I did a little bit of this last week. I know that you are supposed to have your three things to say and then just say them, whatever the interviewer asks, but I have a fatal tendency to try and answer the question. Worst question last week, from an Irish disc jockey in Dublin: ‘Do we really need another book for women?’ And she was a woman.
Not very sisterly, I thought. I have been having manic ésprit d’éscalier ever since.
‘No one actually needs books,’ I said crossly, afterwards, to my cousin, who was trying to make a chicken. ‘I mean, no one needs War and Peace or Persuasion or The Great Gatsby. All a person needs is food and water and some shelter from the weather.’
(Afterwards I thought: I almost could say that I really do need Persuasion.)

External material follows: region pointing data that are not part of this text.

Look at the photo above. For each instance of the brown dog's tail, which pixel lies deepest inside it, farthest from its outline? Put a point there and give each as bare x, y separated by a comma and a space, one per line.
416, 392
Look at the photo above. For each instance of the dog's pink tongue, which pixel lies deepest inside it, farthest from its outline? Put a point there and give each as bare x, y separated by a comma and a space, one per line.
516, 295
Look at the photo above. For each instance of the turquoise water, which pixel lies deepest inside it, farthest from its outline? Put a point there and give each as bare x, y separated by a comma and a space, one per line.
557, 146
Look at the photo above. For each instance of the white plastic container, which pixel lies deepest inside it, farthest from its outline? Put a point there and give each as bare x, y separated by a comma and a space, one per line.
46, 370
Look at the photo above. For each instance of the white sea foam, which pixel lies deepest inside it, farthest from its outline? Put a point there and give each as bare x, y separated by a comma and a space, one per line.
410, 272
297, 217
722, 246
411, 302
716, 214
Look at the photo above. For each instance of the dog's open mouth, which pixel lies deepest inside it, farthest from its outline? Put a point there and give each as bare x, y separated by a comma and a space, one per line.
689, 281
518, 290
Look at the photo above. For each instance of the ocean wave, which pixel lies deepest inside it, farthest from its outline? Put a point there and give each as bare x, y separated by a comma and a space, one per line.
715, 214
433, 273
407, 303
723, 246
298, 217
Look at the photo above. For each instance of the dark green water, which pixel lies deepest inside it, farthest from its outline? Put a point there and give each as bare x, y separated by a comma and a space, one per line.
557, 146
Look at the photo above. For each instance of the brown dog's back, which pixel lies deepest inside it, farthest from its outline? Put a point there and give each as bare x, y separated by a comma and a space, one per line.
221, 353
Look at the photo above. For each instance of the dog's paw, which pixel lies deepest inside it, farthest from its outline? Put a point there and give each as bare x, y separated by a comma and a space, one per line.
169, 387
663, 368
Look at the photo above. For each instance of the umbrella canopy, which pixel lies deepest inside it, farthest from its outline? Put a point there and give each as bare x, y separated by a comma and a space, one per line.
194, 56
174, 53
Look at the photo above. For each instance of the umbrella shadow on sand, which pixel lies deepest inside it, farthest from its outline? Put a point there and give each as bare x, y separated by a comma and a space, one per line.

Then, this morning, driving round a mini-roundabout in Chippenham, I stumbled upon the perfect answer to the question. This is how it should have gone:
Not Very Sisterly Irish Radio Host: ‘Do we actually need any more books for women?’
Me: ‘Yes.’

So now I am on the train getting ready for Radio Two and Radio Manchester, and I still can’t remember my Three Things. What I would really like to say to Claudia Winkleman, (for it is she) is: ‘Claudia, why do you suppose it is, that in the first decade of the twenty-first century, a hundred years after our great-grandmothers tied themselves to the railings so that we might be free, the first class carriage of the 8.25 from Chippenham to Paddington is colonised entirely by men in suits?’
Why is that? No, really. Why?

There is one other woman in the entire carriage, of a certain age, reading the TLS, wearing a bold scarlet scarf. She looks like a critic or an academic. For the rest, it is entirely men with laptops. One of them has daringly worn a sage green ensemble with a pale pink rose in his lapel in the manner of absent-minded professors or the slightly odd teacher whom everyone adored at school, but for the rest it is blue or grey suit, black or brown shoes, and tap tap tap on the computer.

The lady who brings the drinks trolley (any more teas or coffees at all?) calls them sweetheart, as in ‘Anything else, sweetheart?’ They try not to look at me with disapproval, since I have broken the uniform code. I am wearing: black leather boots with stitching up the side, blue jeans, a dark purple jacket in very soft velvet which has been my favourite article of clothing for the last fifteen years, and a large red flower on my lapel. (I like a corsage; I would like to point out that I was wearing them long before Carrie Bradshaw had her floral moment.) My hair is the purple side of red, and my nail varnish, which I bought supposing it to be a classic rouge, has turned out to be more magenta in colour and has glittery sparkles mixed into it, so now I have disco nails. I think Claude Winkleman is going to appreciate this tremendously. The men on the 8.25? Not so much.